On Thursday, research firm IDC estimated global PC shipments rose 3% annually in Q3 to 70.4 million, after having estimated 4.7% growth for Q2. Peer Gartner estimated PC shipments rose 1.1% to 68.1 million, after having estimated 1.5% Q2 growth.
Of note: IDC and Gartner calculate PC shipments a little differently. IDC includes Chromebooks within its estimates, but not detachable or standalone Windows tablets such as Microsoft's (MSFT) Surface devices. Gartner does the opposite. With the Chromebook market seeing strong growth, this discrepancy might be a big reason why Gartner's estimated growth rates are lower than IDC's.
One area where IDC and Gartner's numbers have much in common: They each indicate the PC industry's big 3 -- Lenovo (LNVGY) , HP Inc. (HPQ) and Dell Technologies (DELL) -- once more gained share, as the greater economies of scale, R&D budgets and marketing budgets of these firms relative to smaller Windows OEMs kept making themselves felt.
IDC estimates Lenovo, HP and Dell respectively claimed 24.6%, 23.8% and 17.1% of PC shipments in Q3, up from 23.6%, 22.5% and 16.8% a year ago. While HP's printing woes have been a major top and bottom-line headwind, its PC business has been a relative bright spot. In August, HP reported that its Personal Systems (PC) segment saw revenue grow 3% in the company's July quarter to $9.69 billion, with a 10% increase in commercial (business) PC sales more than offsetting a 10% drop in consumer PC sales.
As was the case three months ago, both IDC and Gartner note that purchases by businesses looking to upgrade their systems before Microsoft ends its support for Windows 7 in January. IDC also once more said that sales got a boost from attempts to pull in shipments of Chinese-manufactured PCs ahead of potential tariff hikes, albeit while adding that Intel (INTC) CPU shortages made the process "a bit more difficult."
Notably, IDC also indicated that Intel shortages, which have been an issue to varying degrees for about a year, gave a lift to AMD (AMD) , which has seen strong initial demand for its third-gen Ryzen desktop CPUs. In September, reports emerged that Intel is contending with fresh shortages for notebook processors relying on its older, 14-nanometer (14nm), manufacturing process node, as it rolls out the first notebook processors to rely on its finally-launched 10nm node (they're based on a platform known as Ice Lake).

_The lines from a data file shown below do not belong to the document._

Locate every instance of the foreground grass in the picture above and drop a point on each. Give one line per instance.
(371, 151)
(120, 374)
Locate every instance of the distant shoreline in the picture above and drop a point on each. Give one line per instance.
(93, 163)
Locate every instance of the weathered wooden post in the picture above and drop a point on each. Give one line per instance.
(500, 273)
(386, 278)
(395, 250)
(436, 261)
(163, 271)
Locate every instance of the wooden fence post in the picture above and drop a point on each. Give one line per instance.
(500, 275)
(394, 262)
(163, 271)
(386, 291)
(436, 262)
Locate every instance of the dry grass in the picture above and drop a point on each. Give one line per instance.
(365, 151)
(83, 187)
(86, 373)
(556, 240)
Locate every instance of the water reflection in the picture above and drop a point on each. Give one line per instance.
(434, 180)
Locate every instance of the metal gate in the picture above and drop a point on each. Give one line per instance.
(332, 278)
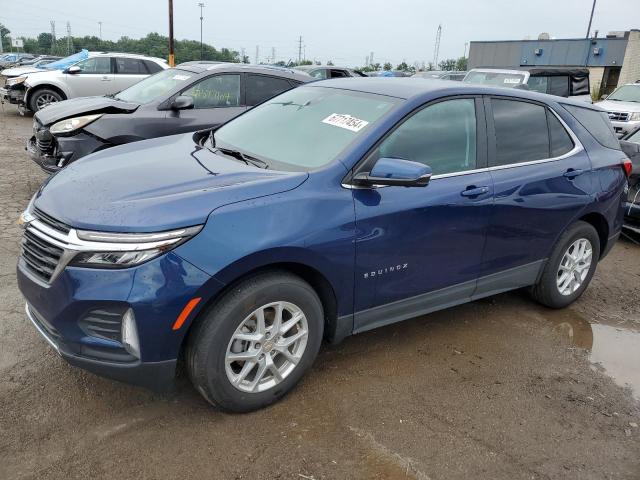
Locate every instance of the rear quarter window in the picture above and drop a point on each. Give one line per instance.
(597, 124)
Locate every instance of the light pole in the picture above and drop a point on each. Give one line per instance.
(201, 5)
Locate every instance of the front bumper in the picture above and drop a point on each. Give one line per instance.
(155, 291)
(63, 150)
(622, 128)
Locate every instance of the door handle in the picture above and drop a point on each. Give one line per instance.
(573, 173)
(474, 191)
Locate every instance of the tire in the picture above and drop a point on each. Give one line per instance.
(213, 341)
(41, 97)
(554, 289)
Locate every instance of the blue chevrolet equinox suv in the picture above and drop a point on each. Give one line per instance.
(332, 209)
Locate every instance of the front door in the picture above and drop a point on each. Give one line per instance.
(420, 248)
(94, 78)
(216, 100)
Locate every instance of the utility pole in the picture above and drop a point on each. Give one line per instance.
(201, 5)
(436, 49)
(53, 37)
(593, 9)
(172, 57)
(68, 38)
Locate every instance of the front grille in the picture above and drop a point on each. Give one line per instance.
(102, 324)
(49, 221)
(618, 116)
(40, 256)
(45, 142)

AMD, meanwhile, has been seeing shortages for its 12-core Ryzen 9 3900X desktop CPU -- they're starting to ease a bit, but haven't fully gone away -- and delayed the launch of its 16-core Ryzen 9 3950X CPU by 2 months to November. These issues come as Taiwan Semiconductor (TSM) reportedly sees long order lead times for its 7nm process node, which is being used to manufacture AMD's third-gen Ryzen processors.
Shortages aside, second-half PC demand is easily looking stronger than many expected at the beginning of the year. And the fact that business PC demand in particular is largely responsible for the strength is a positive for Intel and Microsoft.
Intel's CPU share within the business PC market is stronger than its share within the consumer PC market, where AMD has made bigger inroads, and its CPU average selling price (ASP) is believed to be higher for business PCs as well. Microsoft, meanwhile, obtains a higher Windows license fee on average for business PCs than it does for consumer PCs, and also on the whole sees less piracy in the business PC market.